Sona Menon’s insights as an outsourced chief investment officer at Cambridge Associates were featured in this Investor Profile, where she highlights the firm’s expertise in alternative investments and hedge funds as contributors to client performance.
“As a whole, we are trying to create a portfolio with less beta,” Menon says. “Alpha costs money but we’re very careful in where we get that.”
Menon says, “A meaningful allocation to hedge funds is a perfect way to de-risk and also allows portfolios to take advantage of growth opportunities… Hedge funds give me me some upside but protect the downside.”
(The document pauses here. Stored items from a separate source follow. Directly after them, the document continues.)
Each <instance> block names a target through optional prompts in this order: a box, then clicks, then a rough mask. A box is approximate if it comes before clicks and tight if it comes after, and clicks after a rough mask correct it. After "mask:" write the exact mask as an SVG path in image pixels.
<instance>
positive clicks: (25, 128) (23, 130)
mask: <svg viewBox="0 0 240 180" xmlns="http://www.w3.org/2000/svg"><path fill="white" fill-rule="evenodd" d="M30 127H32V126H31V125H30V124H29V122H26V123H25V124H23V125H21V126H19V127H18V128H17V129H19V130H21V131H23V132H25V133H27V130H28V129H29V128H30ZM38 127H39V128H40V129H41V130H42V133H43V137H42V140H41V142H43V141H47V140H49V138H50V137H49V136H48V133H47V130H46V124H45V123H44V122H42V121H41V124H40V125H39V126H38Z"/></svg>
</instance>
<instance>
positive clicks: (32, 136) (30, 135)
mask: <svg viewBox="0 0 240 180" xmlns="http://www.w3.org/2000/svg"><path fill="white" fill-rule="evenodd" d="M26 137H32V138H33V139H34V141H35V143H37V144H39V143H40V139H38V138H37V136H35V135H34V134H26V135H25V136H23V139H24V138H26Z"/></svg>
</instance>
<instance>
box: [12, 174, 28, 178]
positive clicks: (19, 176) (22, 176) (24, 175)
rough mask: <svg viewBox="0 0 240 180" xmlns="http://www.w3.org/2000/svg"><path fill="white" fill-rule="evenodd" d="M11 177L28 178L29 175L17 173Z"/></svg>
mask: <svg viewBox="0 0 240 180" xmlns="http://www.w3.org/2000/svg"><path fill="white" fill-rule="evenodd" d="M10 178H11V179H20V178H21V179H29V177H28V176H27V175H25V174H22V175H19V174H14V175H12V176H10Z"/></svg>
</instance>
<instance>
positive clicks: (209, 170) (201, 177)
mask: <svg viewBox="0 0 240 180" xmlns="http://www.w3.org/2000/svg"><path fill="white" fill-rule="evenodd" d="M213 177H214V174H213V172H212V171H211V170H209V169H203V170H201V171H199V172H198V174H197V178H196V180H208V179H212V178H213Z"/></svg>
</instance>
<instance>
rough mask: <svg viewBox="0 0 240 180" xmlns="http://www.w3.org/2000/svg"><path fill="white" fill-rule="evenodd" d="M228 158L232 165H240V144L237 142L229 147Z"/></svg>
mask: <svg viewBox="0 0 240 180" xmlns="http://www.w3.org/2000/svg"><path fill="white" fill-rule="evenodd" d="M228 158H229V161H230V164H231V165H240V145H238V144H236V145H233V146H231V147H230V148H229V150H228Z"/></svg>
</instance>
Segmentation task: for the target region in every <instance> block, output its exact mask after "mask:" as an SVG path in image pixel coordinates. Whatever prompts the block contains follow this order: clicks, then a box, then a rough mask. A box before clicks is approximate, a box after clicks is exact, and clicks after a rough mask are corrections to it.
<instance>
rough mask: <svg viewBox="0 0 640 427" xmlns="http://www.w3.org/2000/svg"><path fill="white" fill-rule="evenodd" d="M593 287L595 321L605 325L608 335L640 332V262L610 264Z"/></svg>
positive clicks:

She explains that manager selection is critical across asset classes, especially in the hedge fund universe, and outlines the requirements that she and her colleagues look for when sourcing and diligencing managers for client portfolios. These include being of institutional quality, having a certain level of assets under management, exhibiting a certain track record, having good fee terms (CA has negotiated more than 100 fee levels), transparency in business and operations, and more.
The search for alpha is not just in alternatives. Menon mentions that Cambridge Associates also likes active credit, and looks to add value through sector selection and geographically focused managers in long-only equities.
“It is an interesting time to be in active,” Menon says. “From an active manager, we look not only to get the best stocks but the best sectors, and protect on the downside by not being in the most expensive names. In the last year, all of my active managers have done really well.”
Menon also serves as the head of the North American pension practice which works with corporate defined-benefit plans, pension funds of not-for-profits, and public plans.